Molecular Refractivity. Basically, when light interacts with a heavier, denser molecule, it is more likely to hit an atom and bounce off, so MolMR is almost perfectly correlated with the molecular weight of the molecule, with slightly more information about the density.
results. When exploring new prospective drugs, one of the key attributes which is taken into account, is the solubility of the chemical. Solubility in the bloodstream, the gut, or other in vivo environments is crucial for drug delivery. If a drug is insoluble, solid participants may accumulate which can be extremely harmful. If the compound is partially soluble, one must ascertain exactly how much of the compound is actually being dissolved and delivered in order to control dosage. However, experimental determination of solubility is difficult or even impossible in some cases. It therefore becomes important to predict accurate solubility values of molecules given easily measurable properties.

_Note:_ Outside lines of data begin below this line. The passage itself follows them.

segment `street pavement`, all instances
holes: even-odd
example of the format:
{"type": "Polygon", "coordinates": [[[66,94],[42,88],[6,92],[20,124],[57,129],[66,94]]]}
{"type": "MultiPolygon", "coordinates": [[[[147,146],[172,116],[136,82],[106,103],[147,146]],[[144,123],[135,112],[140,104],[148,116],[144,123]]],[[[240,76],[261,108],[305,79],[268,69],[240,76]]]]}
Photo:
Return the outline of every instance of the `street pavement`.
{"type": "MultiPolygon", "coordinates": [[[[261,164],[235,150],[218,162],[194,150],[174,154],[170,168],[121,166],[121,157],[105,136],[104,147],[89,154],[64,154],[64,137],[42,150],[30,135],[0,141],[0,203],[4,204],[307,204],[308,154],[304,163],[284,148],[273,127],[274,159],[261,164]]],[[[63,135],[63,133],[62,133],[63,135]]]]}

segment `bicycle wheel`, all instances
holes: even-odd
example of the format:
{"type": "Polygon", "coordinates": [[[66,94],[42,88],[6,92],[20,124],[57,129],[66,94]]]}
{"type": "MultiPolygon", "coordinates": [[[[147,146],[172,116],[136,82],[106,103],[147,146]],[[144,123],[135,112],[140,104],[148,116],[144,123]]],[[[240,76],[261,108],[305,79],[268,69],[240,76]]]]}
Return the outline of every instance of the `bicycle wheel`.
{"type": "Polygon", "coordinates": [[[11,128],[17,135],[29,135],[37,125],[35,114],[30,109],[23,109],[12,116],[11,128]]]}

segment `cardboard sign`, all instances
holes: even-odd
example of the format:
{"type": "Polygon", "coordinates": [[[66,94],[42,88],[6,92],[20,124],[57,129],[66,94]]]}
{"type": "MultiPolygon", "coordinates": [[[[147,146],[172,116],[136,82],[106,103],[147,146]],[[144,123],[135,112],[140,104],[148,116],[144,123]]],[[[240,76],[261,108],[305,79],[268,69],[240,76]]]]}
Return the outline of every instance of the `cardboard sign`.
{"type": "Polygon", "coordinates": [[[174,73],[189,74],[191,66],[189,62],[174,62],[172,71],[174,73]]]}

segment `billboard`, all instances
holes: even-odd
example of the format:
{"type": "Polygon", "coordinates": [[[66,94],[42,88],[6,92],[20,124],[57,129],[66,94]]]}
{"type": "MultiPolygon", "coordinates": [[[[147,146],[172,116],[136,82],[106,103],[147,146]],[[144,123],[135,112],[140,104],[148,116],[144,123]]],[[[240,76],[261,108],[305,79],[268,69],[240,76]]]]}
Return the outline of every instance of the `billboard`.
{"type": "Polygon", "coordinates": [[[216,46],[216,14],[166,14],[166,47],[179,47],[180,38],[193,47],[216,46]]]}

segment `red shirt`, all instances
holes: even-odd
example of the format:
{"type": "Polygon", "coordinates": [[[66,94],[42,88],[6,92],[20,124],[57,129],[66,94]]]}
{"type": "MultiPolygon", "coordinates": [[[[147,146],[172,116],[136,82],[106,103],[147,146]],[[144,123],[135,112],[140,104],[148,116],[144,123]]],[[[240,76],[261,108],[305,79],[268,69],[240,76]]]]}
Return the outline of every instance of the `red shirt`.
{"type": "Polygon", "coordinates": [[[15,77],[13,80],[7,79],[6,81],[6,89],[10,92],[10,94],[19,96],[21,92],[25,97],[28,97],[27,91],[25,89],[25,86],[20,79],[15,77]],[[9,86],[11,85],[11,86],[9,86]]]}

One such easily computable metric, is the computed partition coefficient (clogP) of a molecule. This method considers small fragments which are common to many molecules. Then, by reducing a large molecule to a collection of fragments (13 in the original implementation), and discarding extraneous segments, the method computes an overall estimate of the partition coefficient, a value with strong correlation to solubility.
Because of our modern computational power, there is no need to reduce complicated molecules to only 13 integer values (the number of each fragment). I wanted to combine several approaches to this problem in order to create a more successful model of solubility.